Based on a true story, the film follows Roslyn’s school system as it navigates a financial scandal that could destroy not only the school’s finances, but the reputations of its seemingly perfect staff.
“Bad Education” gives Hugh Jackman the opportunity to show off the biggest part of his on-screen persona – the relentless charm of a showman – in a way that other actors might turn into a snake-oil salesman, but that the Australian actor turns into a revealing, nuanced look into the effects of the public education system on those who work to help kids excel.
The allure of casting Jackman as Tassone preys on the film’s audience by luring them into a false sense of security with the performer that masks his character’s true intentions. There’s a sense of naturally rooting for Jackman that extends over to Tassone as audiences watch everyone in the world of the film faun over Tassone and place him on a pedestal.
Viewers who come into “Bad Education” without any history with the true story may be confused as to how things turned sideways for Roslyn.

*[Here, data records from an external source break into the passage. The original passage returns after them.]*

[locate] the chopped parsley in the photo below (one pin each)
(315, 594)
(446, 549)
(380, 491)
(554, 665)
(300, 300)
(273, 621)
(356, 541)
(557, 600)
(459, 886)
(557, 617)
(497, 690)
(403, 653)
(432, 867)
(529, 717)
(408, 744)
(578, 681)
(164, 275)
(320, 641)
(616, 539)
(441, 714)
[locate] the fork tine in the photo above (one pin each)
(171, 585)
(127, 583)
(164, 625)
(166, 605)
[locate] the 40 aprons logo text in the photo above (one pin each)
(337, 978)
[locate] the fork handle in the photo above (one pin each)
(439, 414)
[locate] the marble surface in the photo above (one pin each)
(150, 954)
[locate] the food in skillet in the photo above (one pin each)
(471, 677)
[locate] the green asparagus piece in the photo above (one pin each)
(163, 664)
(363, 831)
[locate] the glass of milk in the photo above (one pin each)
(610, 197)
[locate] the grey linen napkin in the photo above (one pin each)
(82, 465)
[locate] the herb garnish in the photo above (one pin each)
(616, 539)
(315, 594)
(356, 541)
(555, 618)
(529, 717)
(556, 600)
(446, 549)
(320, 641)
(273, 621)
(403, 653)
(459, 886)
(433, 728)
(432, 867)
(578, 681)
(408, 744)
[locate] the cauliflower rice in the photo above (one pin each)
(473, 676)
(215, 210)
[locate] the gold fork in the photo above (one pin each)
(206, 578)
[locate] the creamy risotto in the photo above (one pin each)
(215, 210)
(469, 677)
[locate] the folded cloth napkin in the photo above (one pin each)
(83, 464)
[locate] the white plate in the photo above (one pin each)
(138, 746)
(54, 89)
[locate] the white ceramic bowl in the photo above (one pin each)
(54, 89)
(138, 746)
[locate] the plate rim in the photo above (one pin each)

One Jackman smile and it all makes sense.
Even in moments where Tassone is forced to verbally confront others, Jackman’s measured approach comes across as genuine to the other characters in the scene and slightly underhanded to knowing viewers. It’s a deep, engaging performance that may well be one of the best in Jackman’s career.

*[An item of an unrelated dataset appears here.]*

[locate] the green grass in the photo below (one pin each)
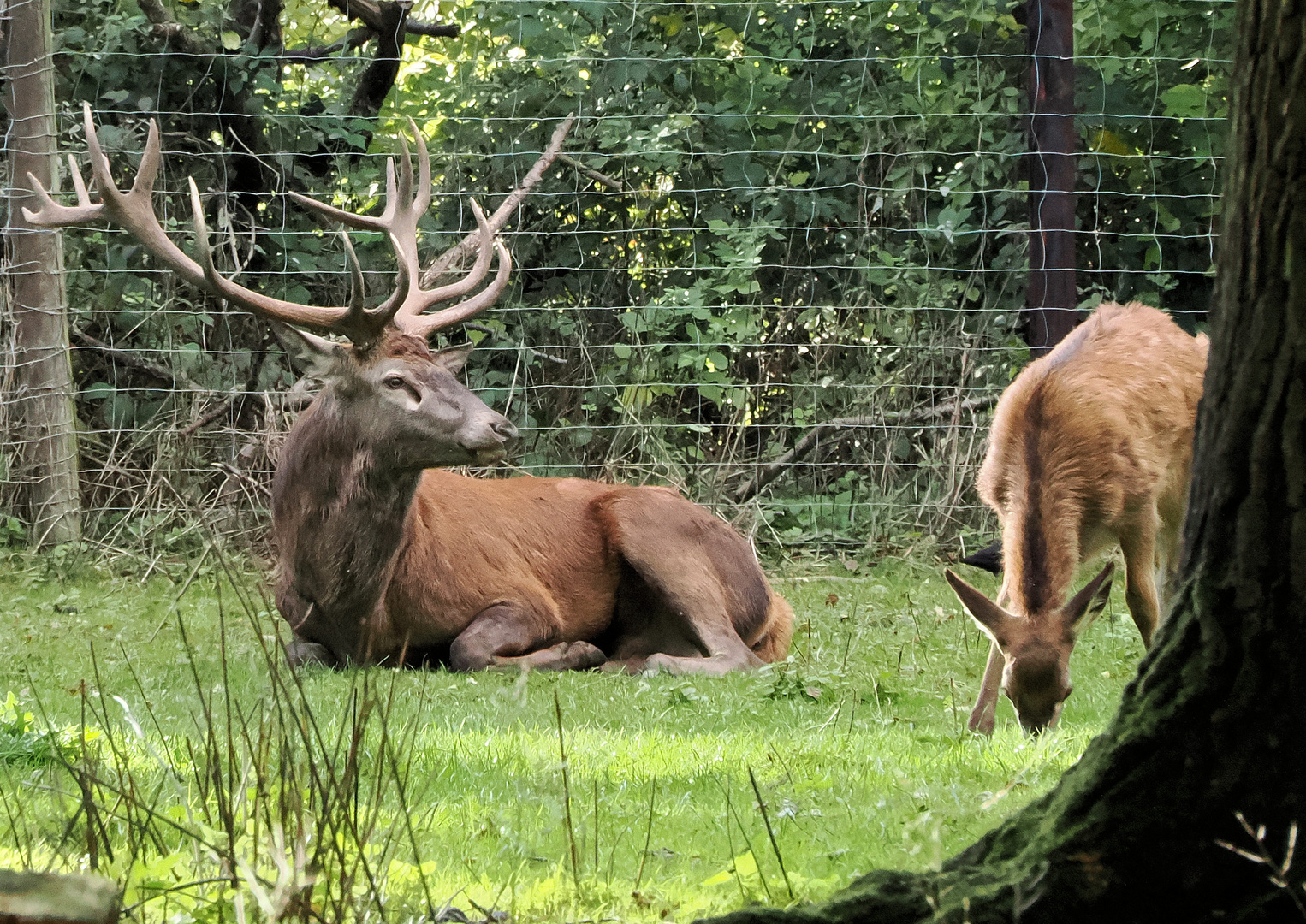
(190, 762)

While all eyes are rightfully on Jackman’s performance throughout, there’s an easy case to be made that Emmy and Oscar-winning actress Allison Janney’s scene-stealing turn as assistant superintendent Pam Gluckin deserved a full two-hour spotlight. Janney excels in roles that allow her to elongate naturally dry, sarcastic humor and her performance as Gluckin is a masterclass in facial expressions to convey contempt.
Ray Romano plays a convincingly dopey school board president, while “Blockers” star Geraldine Viswanathan showcases her potential to be a breakout star with another stellar performance as Rachel, a skeptical Roslyn journalism student encouraged by Tassone to dig deeper into her stories.
On the surface, “Bad Education” is a straightforward, simply shot and plainly directed film. But underneath the cosmetics are layers of subtle, nuanced critiques of elite East Coast ideologies and societal pressures to succeed at any cost.
Smartly, many of these themes are laid out in reverse where the audience sees the end results of actions before understanding what is happening in context and the cinematic subterfuge only truly reveals itself after the credits roll or on a subsequent viewing, where minor characters who didn’t seem important at first glance make sense in the aftermath.
If there’s a major flaw within “Bad Education,” it’s the journalistic strings that the film doesn’t tug on as events reveal themselves. Rachel’s investigation into the school’s finances stops dead in its tracks for large segments of the film despite being some of the most compelling from a plot perspective and a deeper look at Roslyn in the vein of the New York Magazine article by Robert Kolker this film was based on would make for a worthy, entertaining companion piece.
After debuting at last year’s Toronto International Film Festival, “Bad Education” was quickly purchased by HBO’s film division, which released Finley’s feature on the premium cable channel Saturday evening. It’s sure to be a major player at the Golden Globes and Emmys with acting nods for Jackman and Janney a certainty and “Bad Education” a contender for best miniseries or television film.
With a dynamic lead performance from Jackman and a terrific ensemble cast, “Bad Education” offers up a revealing, subtle glimpse inside the world of public school education on a country club budget and is well worth seeking out on HBO.